Early HTA, in one breath.
- HTA doesn't have to be a judge at the finish line. Knowledge and influence run opposite ways over time (the Collingridge dilemma): early on you can shape everything but know almost nothing; late on you know everything but can change almost nothing. The two curves cross, and standard reimbursement HTA deliberately sits at the far-right, high-knowledge, low-influence end.
- Moving left on that curve is two different acts: horizon scanning (the system looks ahead to ready its budgets and pathways: don't get surprised) and early HTA / early modelling (the developer shapes the technology and its evidence, comparator, endpoint, population, price, toward reimbursability).

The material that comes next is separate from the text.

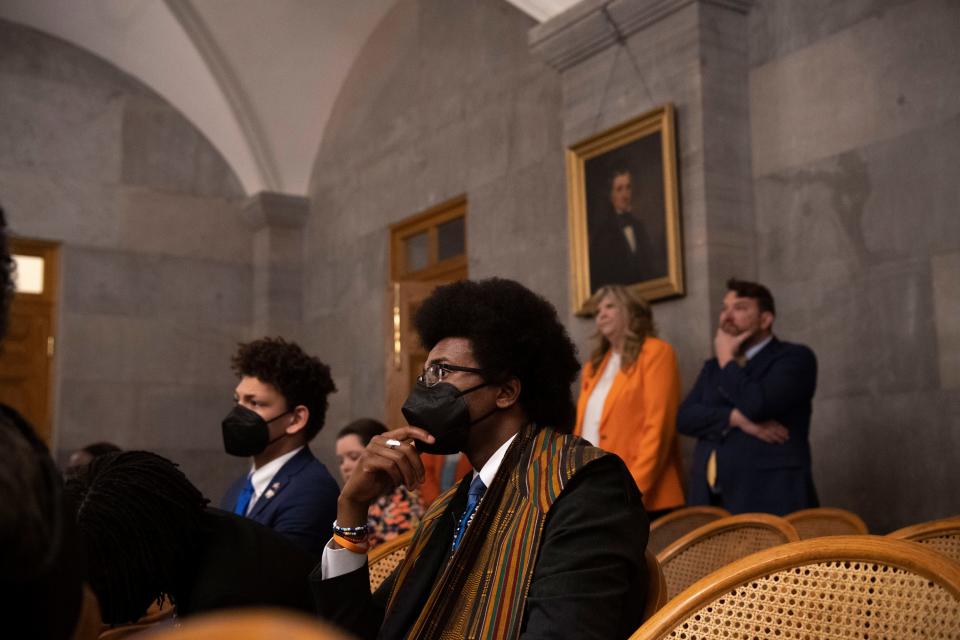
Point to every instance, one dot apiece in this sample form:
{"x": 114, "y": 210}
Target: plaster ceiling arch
{"x": 258, "y": 79}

- An early model's job is direction, not a verdict: it maps where the decision-critical uncertainty lies and steers what evidence to collect next, the EVPI logic of Module 9, used prospectively. "We can't tell yet" is the result, not a failure. A confident early ICER is a misuse.
- The leverage is double-edged: the same early influence that shapes a technology toward value can anchor expectations on optimistic numbers before any evidence exists to check them. Bring patients in early, where they can shape what's even measured; use your own early analysis honestly, and distrust a convenient early model that pre-commits a decision.
Influence runs ahead of knowledge, which is exactly why the earliest moments are both the most powerful and the most dangerous. Look forward in HTA and you can shape what a technology becomes; just remember you're shaping it in the fog, before anyone can see whether you were right.
That closes Module 13, the special topics where standard drug-HTA had to bend: diagnostics valued through the treatments they trigger, devices whose effect lives in the hands that use them, decisions no single QALY could hold, fairness the ICER was blind to, and now the whole timeline of when to act at all. You've stretched HTA well past the textbook appraisal. What's left is the craft itself: taking everything you've built and doing the job: reading a manufacturer's submission with a critical eye, writing a recommendation, facing a committee, catching the red flags in a dossier. That's Module 14: the practitioner's workshop, and it's where the course comes home.